Essa situação levou a Apib a ingressar com uma Ação de Descumprimento de Preceito Fundamental (a ADPF 709) contra o governo Bolsonaro. A ação foi acolhida pelo Supremo Tribunal Federal em agosto de 2020. Assim, o STF determinou que o governo federal adote medidas de proteção aos povos indígenas durante a pandemia.
O responsável pela ação foi o advogado Luiz Henrique Eloy Amado, da etnia Terena. Coordenador da Assessoria Jurídica da Apib, Terena é mais um jurista a defender o impeachment do presidente Jair Bolsonaro (sem partido).
Golpe de Estado
Doutor pelo Museu Nacional da Universidade Federal do Rio de Janeiro, e pós-doutor pela Escola de Autos Estudos em Ciências Sociais de Paris (EHESS), França, Terena afirma que 1.459 pessoas e organizações assinaram pedidos de impeachment de Bolsonaro até meados de agosto do ano passado.
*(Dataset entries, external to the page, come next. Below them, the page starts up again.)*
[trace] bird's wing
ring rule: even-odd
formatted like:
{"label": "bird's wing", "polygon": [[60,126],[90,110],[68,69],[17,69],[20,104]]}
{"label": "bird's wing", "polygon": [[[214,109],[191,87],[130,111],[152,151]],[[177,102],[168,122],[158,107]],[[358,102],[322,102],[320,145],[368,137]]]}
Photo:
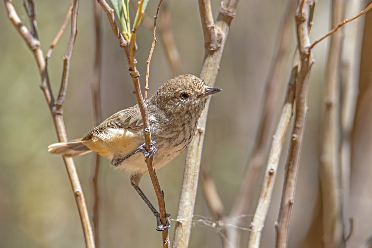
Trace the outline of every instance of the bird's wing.
{"label": "bird's wing", "polygon": [[138,104],[114,114],[86,135],[83,139],[89,139],[92,134],[105,132],[110,128],[137,129],[142,128],[142,119]]}

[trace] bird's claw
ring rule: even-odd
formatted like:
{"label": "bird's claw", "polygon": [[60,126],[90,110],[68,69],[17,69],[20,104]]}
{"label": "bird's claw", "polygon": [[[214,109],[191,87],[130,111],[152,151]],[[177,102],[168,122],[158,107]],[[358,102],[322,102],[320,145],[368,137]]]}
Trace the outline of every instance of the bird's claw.
{"label": "bird's claw", "polygon": [[156,230],[159,232],[162,232],[165,230],[170,228],[170,220],[168,218],[170,215],[167,213],[165,217],[167,218],[167,223],[165,226],[161,224],[161,221],[160,220],[160,214],[158,213],[155,213],[155,217],[156,218]]}
{"label": "bird's claw", "polygon": [[142,150],[142,152],[143,153],[144,155],[145,155],[145,157],[146,158],[151,158],[154,156],[155,153],[156,153],[157,150],[156,148],[155,148],[155,143],[156,142],[155,142],[154,141],[153,141],[153,142],[151,142],[151,144],[149,145],[150,146],[150,149],[148,152],[147,151],[147,150],[146,149],[145,144],[144,144],[140,147],[141,148],[141,149]]}

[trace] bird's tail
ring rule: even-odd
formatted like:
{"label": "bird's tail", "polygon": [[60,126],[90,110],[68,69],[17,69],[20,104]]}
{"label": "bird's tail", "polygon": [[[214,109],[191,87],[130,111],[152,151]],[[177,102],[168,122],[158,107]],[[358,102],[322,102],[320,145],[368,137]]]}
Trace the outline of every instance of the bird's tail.
{"label": "bird's tail", "polygon": [[80,156],[92,151],[84,145],[82,139],[76,139],[68,142],[52,144],[48,147],[48,151],[53,154],[70,157]]}

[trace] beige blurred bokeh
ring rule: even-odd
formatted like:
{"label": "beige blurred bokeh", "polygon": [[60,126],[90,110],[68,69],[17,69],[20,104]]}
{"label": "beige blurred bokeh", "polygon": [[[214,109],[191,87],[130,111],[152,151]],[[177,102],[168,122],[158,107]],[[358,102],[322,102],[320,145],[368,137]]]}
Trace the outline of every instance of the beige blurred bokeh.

O documento lista, entre as principais razões para o pedido de impedimento, as violações aos direitos humanos; a violação de princípios de moralidade administrativa na condução da pandemia e a participação em atos antidemocráticos pró-ditadura e em defesa do fechamento do STF. Também constam os prejuízos causados aos beneficiários do auxílio emergencial em virtude da restrição de parcelas; tentativa de golpe de Estado; atentado à soberania nacional; além dos crimes contra o meio ambiente e os povos indígenas e tradicionais.
Os povos indígenas, ressalta o defensor, vivem em situação crítica sob Bolsonaro.
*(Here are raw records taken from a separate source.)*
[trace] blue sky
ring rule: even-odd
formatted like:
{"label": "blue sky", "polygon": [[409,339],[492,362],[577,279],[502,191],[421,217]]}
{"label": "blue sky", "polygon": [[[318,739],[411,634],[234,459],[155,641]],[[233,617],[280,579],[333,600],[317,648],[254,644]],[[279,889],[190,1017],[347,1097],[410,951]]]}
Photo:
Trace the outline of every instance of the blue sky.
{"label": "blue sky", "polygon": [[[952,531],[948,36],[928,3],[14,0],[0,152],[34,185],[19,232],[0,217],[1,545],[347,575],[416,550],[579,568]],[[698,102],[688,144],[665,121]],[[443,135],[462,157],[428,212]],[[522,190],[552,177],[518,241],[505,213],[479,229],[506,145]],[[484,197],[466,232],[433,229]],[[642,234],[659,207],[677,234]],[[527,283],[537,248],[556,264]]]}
— E à mercê das violações em demasia do atual presidente e seu governo, que vem negando atendimento aos indígenas que estão em áreas ainda não reconhecidas formalmente pelo governo (não homologadas) — disse Amado, à agência brasileira de notícias Rede Brasil Atual (RBA).
Direitos indígenas
Dados do IBGE mostram que as localidades indígenas estão distribuídas em 827 municípios. Desse total, 632 são terras oficialmente delimitadas. Há ainda 5.494 agrupamentos indígenas, 4.648 dentro de terras indígenas e 846 fora desses territórios. Bolsonaro e seus ministros não estariam respeitando a decisão do STF de proteger os indígenas durante a pandemia. Tampouco o cumprimento de um plano de enfrentamento à covid-19 junto a esses povos.
Eloy Terena diz que o relatório de violência do Cimi, de 2020, registrou casos de racismo e discriminação étnico culturais.
— As expressões de racismo manifestam-se por diversos meios, especialmente os virtuais, e alimentam hostilidades de populações das cidades, de vizinhos, de professores nas escolas oficiais. O fundamento mais profundo parece ser a negação dos direitos indígenas, sobretudo o direito à terra, à preservação do habitat próprio de cada Terra Indígena e do modo de vida tradicional — acrescentou.
Égide do ódio
O jurista considera interessante notar que tanto para diversas autoridades quanto para ladrões de madeira e de outros recursos naturais as ideias são as mesmas.
— Indígenas não prestam, são indolentes e malandros e querem criar Estados independentes. Fruto de preconceitos arcaicos, o racismo está ancorado na falta de respeito e na ignorância sobre a diversidade cultural brasileira e sobre a possibilidade de haver modos de vida baseados em sólidos conhecimentos que priorizam o bem-viver de todos. Sob a égide do ódio, as estruturas governamentais sustentam-se ao bel prazer da perseguição histórica aos povos originários e pela tentativa do roubo das narrativas desde a colonização — concluiu.